Les autorités de la province du Mayo-Kebbi Ouest tirent la sonnette d’alarme face à l’installation qu’elles qualifient de « clandestine et non réglementée » de groupes d’éleveurs transhumants étrangers dans plusieurs localités. Dans un communiqué officiel signé par le Délégué Général du Gouvernement auprès de la province, le Gal Abdelmanane Khatab, les chefs traditionnels sont appelés à renforcer leur vigilance afin de prévenir toute dégradation de la situation sécuritaire et sociale.
Selon le communiqué, certains groupes concernés auraient adopté des comportements jugés agressifs, avec des menaces à l’ordre public et des agissements présentés comme contraires aux lois de la République. Une situation qui, d’après les autorités provinciales, pourrait fragiliser la paix sociale dans plusieurs zones de la province.
Les chefs traditionnels mis à contribution
Pour faire face à cette situation, le Délégué Général du Gouvernement instruit les chefs de cantons et de villages de signaler sans délai toute nouvelle installation d’éleveurs étrangers aux autorités administratives et aux forces de sécurité compétentes, notamment les sous-préfets, la Gendarmerie nationale et la Garde nationale et nomade du Tchad (GNNT).
Les autorités interdisent également aux responsables traditionnels de procéder à des négociations privées ou d’attribuer des terres de pâturage sans l’autorisation préalable des services compétents. L’objectif affiché est de renforcer la traçabilité des mouvements de populations et d’éviter que des décisions locales ne viennent alimenter d’éventuels conflits autour de l’accès aux ressources.
Appel à éviter les affrontements
Le communiqué insiste par ailleurs sur la nécessité d’éviter toute confrontation directe ou tout recours à la justice privée. Les autorités provinciales privilégient ainsi le recours aux mécanismes administratifs et sécuritaires pour gérer les éventuelles tensions.
Le Délégué Général rappelle que la gestion des flux migratoires et les questions de sécurité relèvent de la responsabilité de l’État.
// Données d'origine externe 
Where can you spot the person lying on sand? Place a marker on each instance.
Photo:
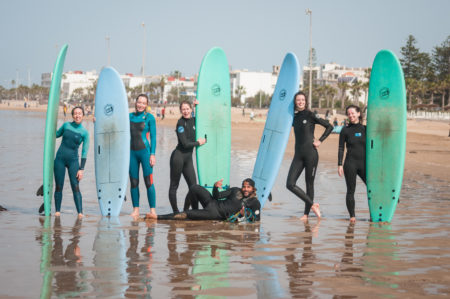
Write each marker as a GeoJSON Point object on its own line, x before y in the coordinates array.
{"type": "Point", "coordinates": [234, 204]}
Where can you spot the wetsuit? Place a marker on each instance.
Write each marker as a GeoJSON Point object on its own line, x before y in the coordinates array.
{"type": "Point", "coordinates": [142, 124]}
{"type": "Point", "coordinates": [223, 205]}
{"type": "Point", "coordinates": [306, 156]}
{"type": "Point", "coordinates": [181, 159]}
{"type": "Point", "coordinates": [67, 157]}
{"type": "Point", "coordinates": [354, 136]}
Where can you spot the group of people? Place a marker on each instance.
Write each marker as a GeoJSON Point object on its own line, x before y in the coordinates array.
{"type": "Point", "coordinates": [234, 204]}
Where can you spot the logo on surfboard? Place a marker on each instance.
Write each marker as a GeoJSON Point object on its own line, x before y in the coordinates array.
{"type": "Point", "coordinates": [109, 110]}
{"type": "Point", "coordinates": [384, 93]}
{"type": "Point", "coordinates": [215, 90]}
{"type": "Point", "coordinates": [282, 94]}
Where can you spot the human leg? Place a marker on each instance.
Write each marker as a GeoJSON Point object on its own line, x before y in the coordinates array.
{"type": "Point", "coordinates": [59, 173]}
{"type": "Point", "coordinates": [176, 168]}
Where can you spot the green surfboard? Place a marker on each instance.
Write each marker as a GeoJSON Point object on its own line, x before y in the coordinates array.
{"type": "Point", "coordinates": [385, 136]}
{"type": "Point", "coordinates": [213, 120]}
{"type": "Point", "coordinates": [50, 129]}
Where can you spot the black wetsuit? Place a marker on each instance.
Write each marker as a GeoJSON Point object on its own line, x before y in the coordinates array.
{"type": "Point", "coordinates": [181, 159]}
{"type": "Point", "coordinates": [306, 156]}
{"type": "Point", "coordinates": [354, 136]}
{"type": "Point", "coordinates": [219, 206]}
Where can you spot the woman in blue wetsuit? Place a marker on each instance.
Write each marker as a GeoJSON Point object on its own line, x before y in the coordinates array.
{"type": "Point", "coordinates": [142, 152]}
{"type": "Point", "coordinates": [306, 156]}
{"type": "Point", "coordinates": [181, 158]}
{"type": "Point", "coordinates": [73, 134]}
{"type": "Point", "coordinates": [354, 137]}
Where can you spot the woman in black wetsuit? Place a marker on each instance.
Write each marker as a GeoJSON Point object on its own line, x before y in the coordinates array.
{"type": "Point", "coordinates": [354, 137]}
{"type": "Point", "coordinates": [306, 156]}
{"type": "Point", "coordinates": [181, 158]}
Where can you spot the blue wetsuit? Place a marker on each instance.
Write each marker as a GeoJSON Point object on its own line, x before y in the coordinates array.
{"type": "Point", "coordinates": [142, 124]}
{"type": "Point", "coordinates": [67, 156]}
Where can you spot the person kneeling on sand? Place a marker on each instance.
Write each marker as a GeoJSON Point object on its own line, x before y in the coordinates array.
{"type": "Point", "coordinates": [234, 204]}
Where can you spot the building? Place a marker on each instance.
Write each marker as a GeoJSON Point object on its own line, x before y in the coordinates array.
{"type": "Point", "coordinates": [253, 82]}
{"type": "Point", "coordinates": [332, 73]}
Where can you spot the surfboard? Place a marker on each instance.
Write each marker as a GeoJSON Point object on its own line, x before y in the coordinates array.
{"type": "Point", "coordinates": [385, 136]}
{"type": "Point", "coordinates": [112, 141]}
{"type": "Point", "coordinates": [213, 120]}
{"type": "Point", "coordinates": [277, 128]}
{"type": "Point", "coordinates": [50, 129]}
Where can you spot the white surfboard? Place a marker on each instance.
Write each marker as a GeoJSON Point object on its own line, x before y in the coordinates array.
{"type": "Point", "coordinates": [112, 141]}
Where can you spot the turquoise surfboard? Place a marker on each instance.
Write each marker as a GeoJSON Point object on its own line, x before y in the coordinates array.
{"type": "Point", "coordinates": [385, 136]}
{"type": "Point", "coordinates": [213, 120]}
{"type": "Point", "coordinates": [277, 128]}
{"type": "Point", "coordinates": [50, 129]}
{"type": "Point", "coordinates": [112, 141]}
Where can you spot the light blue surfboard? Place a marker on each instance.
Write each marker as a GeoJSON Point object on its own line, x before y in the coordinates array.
{"type": "Point", "coordinates": [278, 126]}
{"type": "Point", "coordinates": [112, 142]}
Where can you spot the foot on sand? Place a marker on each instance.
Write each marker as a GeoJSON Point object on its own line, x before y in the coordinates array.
{"type": "Point", "coordinates": [316, 210]}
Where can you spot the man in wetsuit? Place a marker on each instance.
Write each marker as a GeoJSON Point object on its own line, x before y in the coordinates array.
{"type": "Point", "coordinates": [234, 204]}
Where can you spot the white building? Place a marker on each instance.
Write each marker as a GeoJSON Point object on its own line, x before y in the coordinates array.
{"type": "Point", "coordinates": [333, 73]}
{"type": "Point", "coordinates": [253, 82]}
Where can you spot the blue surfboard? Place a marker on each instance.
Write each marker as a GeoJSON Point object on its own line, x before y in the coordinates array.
{"type": "Point", "coordinates": [112, 142]}
{"type": "Point", "coordinates": [277, 128]}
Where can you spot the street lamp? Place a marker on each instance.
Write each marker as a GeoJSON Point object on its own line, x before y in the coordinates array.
{"type": "Point", "coordinates": [107, 38]}
{"type": "Point", "coordinates": [143, 59]}
{"type": "Point", "coordinates": [309, 12]}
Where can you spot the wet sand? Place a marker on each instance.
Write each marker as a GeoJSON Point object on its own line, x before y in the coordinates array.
{"type": "Point", "coordinates": [280, 257]}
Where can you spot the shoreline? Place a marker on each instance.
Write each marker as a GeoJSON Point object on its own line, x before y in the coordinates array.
{"type": "Point", "coordinates": [427, 141]}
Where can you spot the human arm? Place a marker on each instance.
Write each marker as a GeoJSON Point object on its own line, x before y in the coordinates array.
{"type": "Point", "coordinates": [182, 135]}
{"type": "Point", "coordinates": [60, 131]}
{"type": "Point", "coordinates": [324, 123]}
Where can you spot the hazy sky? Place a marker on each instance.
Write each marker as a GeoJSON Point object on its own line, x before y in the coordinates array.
{"type": "Point", "coordinates": [255, 34]}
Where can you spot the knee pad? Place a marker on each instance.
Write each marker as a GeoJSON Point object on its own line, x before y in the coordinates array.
{"type": "Point", "coordinates": [148, 181]}
{"type": "Point", "coordinates": [134, 183]}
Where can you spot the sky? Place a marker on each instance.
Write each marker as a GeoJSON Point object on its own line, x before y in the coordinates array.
{"type": "Point", "coordinates": [255, 34]}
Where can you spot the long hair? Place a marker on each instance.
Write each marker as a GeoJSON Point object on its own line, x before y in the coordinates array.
{"type": "Point", "coordinates": [357, 110]}
{"type": "Point", "coordinates": [185, 102]}
{"type": "Point", "coordinates": [78, 107]}
{"type": "Point", "coordinates": [306, 100]}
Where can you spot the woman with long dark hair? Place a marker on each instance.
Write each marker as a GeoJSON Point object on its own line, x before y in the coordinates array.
{"type": "Point", "coordinates": [181, 158]}
{"type": "Point", "coordinates": [352, 136]}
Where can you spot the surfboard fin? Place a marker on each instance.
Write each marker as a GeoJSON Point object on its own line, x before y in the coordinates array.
{"type": "Point", "coordinates": [40, 191]}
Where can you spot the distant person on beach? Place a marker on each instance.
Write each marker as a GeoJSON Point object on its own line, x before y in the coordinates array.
{"type": "Point", "coordinates": [142, 126]}
{"type": "Point", "coordinates": [352, 136]}
{"type": "Point", "coordinates": [73, 134]}
{"type": "Point", "coordinates": [234, 205]}
{"type": "Point", "coordinates": [306, 156]}
{"type": "Point", "coordinates": [181, 158]}
{"type": "Point", "coordinates": [335, 122]}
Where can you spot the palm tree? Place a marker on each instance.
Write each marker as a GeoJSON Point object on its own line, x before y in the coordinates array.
{"type": "Point", "coordinates": [356, 92]}
{"type": "Point", "coordinates": [240, 91]}
{"type": "Point", "coordinates": [343, 86]}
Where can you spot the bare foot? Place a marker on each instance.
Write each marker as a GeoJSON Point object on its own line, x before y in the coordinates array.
{"type": "Point", "coordinates": [135, 212]}
{"type": "Point", "coordinates": [316, 210]}
{"type": "Point", "coordinates": [151, 216]}
{"type": "Point", "coordinates": [153, 211]}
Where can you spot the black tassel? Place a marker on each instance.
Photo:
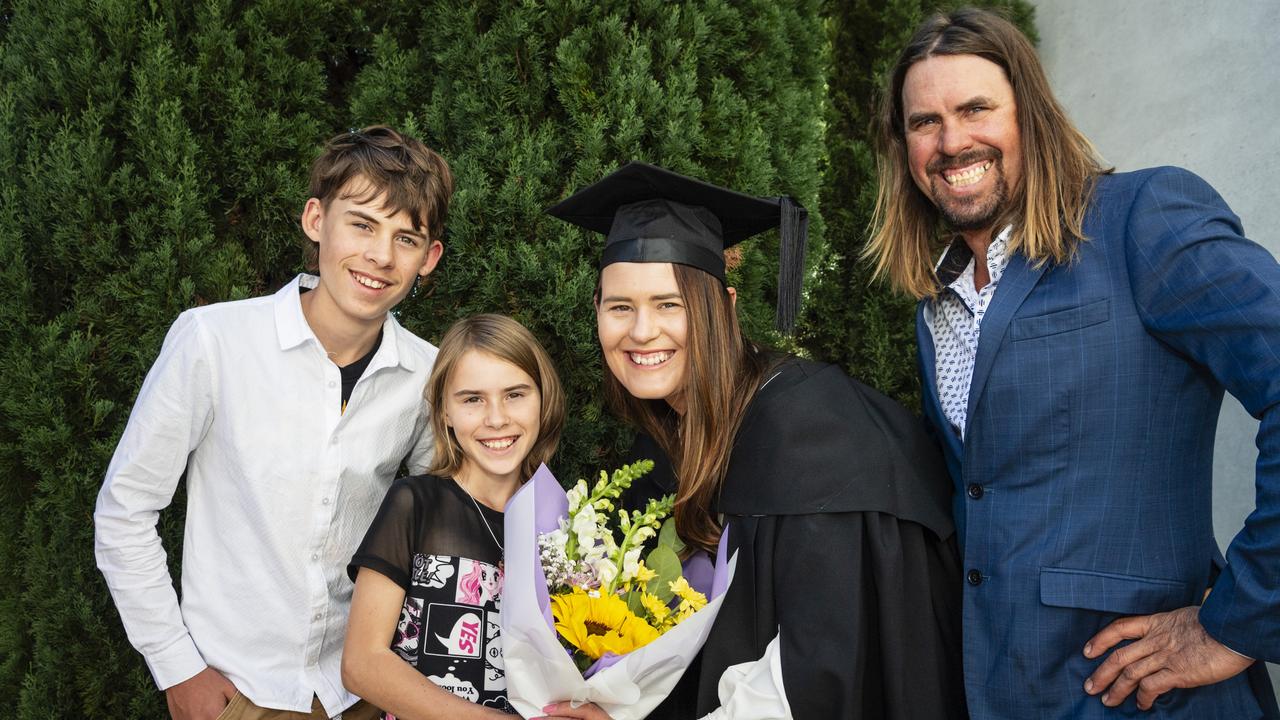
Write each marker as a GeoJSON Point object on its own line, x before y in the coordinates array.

Il avertit, dans le même temps, que les chefs traditionnels qui ne signaleraient pas les nouvelles installations ou qui seraient impliqués dans une éventuelle complicité avec des personnes présentées comme « hors-la-loi » pourraient faire l’objet de sanctions disciplinaires et judiciaires.
Au-delà de la fermeté affichée, le communiqué constitue surtout un appel à la responsabilité collective dans une province où la cohabitation entre communautés, l’accès aux terres et aux espaces pastoraux peuvent rapidement devenir des sources de tensions.
Les autorités du Mayo-Kebbi Ouest disent compter sur le civisme des chefs traditionnels et de l’ensemble des acteurs locaux pour préserver la paix, prévenir les affrontements et garantir le respect des procédures légales.